Son accent se faisait dur et sa voix rauque à cause des cendres. Pour ne pas paraître trop étranger à ce monde, Liosan força sur son ton, comme-ci les cendres avaient enroué sa gorge :
- Je suis le duc Liosan Ferl. Moi et mon valet venons de loin. Nous avons laissé notre calèche dans un bourg pour le protéger des coulées de lave. Nous venons voir la princesse pour lui prévenir que le volcan prend de l’ampleur auprès des côtes. Les eaux montent et ma villa a été submergée. Mais je vous rassure, je ne suis pas venu sans mes biens personnels.
D’un sac à landau discrètement caché sous sa veste, Liosan sortit un lingot d’or. Le garde sourit à sa vision.
- Monseigneur est généreux ! La princesse saura vous accueillir comme il se le doit. La cour est friande de nouvelle tête et est compatissante des rescapés.
Le soldat tira d’une main ferme sur la corde et souleva la grille pesante pour laisser entrer les deux hommes. Après une série de couloirs traversant les remparts, ils se trouvèrent devant des ruelles étroites et recouvertes de cendres. Liosan sourit et chuchota aux oreilles de Baltazar :
- Je dois avouer que je trouve jouissive l’aisance qu’a l’argent pour ouvrir les portes fermées.
La cité était morne, délaissée au caprice des pluies acides. Le fer était rongé, le bois brûlé, la cendre recouvrant les pavés. Dans les avenues, des enfants balayés devant leur porte, le nez et les yeux rougis. Il n’y avait aucune personne âgée. La moyenne d’âge devait être basse à cause des maladies respiratoires. Baltazar n’aimait pas la misère et celle-ci l’horrifier. Son malaise grandissait en lui.
- De quoi vivent ces gens ? s’étonna Liosan, concentré.
La dimension n’importerait l’homme d’affaires que si de l’argent pouvait être généré. La situation précaire des habitants n’était pas souvent signe de bon commerce.
- La cour de la princesse saura me donner une réponse…
Baltazar scruta les environs. Même si les maisons et rues se ressemblaient, il parvenait à voir quelques détails. Des vendeurs de racines, d’autres d’étoffes grisâtres, une salle de spectacle à l’affiche tombant en lambeau. Cet endroit vivotait.
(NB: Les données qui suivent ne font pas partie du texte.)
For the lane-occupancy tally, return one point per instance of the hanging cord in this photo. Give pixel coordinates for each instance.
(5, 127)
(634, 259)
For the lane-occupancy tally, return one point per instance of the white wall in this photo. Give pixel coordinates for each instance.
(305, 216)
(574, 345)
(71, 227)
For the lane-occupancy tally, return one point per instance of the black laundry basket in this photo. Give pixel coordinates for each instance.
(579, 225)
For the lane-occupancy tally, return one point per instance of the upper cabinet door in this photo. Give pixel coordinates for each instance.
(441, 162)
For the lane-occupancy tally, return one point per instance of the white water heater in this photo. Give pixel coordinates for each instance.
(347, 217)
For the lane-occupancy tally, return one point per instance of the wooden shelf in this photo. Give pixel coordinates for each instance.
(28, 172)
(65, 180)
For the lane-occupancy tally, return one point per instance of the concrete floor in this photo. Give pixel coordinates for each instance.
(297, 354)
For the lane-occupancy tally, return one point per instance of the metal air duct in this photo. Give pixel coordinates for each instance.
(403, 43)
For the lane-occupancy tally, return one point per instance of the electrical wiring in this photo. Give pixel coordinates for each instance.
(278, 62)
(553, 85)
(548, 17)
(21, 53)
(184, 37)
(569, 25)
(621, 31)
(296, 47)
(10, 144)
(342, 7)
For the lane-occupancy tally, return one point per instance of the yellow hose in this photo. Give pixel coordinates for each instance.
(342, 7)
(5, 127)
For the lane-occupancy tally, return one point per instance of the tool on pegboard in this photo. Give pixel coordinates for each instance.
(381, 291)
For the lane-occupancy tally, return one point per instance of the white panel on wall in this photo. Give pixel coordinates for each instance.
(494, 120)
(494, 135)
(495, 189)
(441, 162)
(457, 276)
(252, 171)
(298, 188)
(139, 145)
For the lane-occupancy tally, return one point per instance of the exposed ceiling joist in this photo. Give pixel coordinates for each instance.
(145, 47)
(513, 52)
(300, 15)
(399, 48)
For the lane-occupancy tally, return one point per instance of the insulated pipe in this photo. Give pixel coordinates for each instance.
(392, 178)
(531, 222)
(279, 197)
Au détour d’une ruelle, Baltazar et Liosan se retrouvèrent sur un carrefour où une fontaine versée de l’eau poussiéreuse. Les habitants faisaient la queux pour remplir leur seau sous les yeux d’un garde qui empêchait le désordre de s’installer. Une mauvaise impression entoura le démon : on l’observait, on le suivait. L’impression d’être intrus de ces lieux commençait à être omniprésente. Il aurait voulu retrouver les plaines vertes d’herbes folles. Mais Liosan ne freinait pas l’allure et le château de la princesse se dressait lugubrement devant eux, tel un manoir hanté.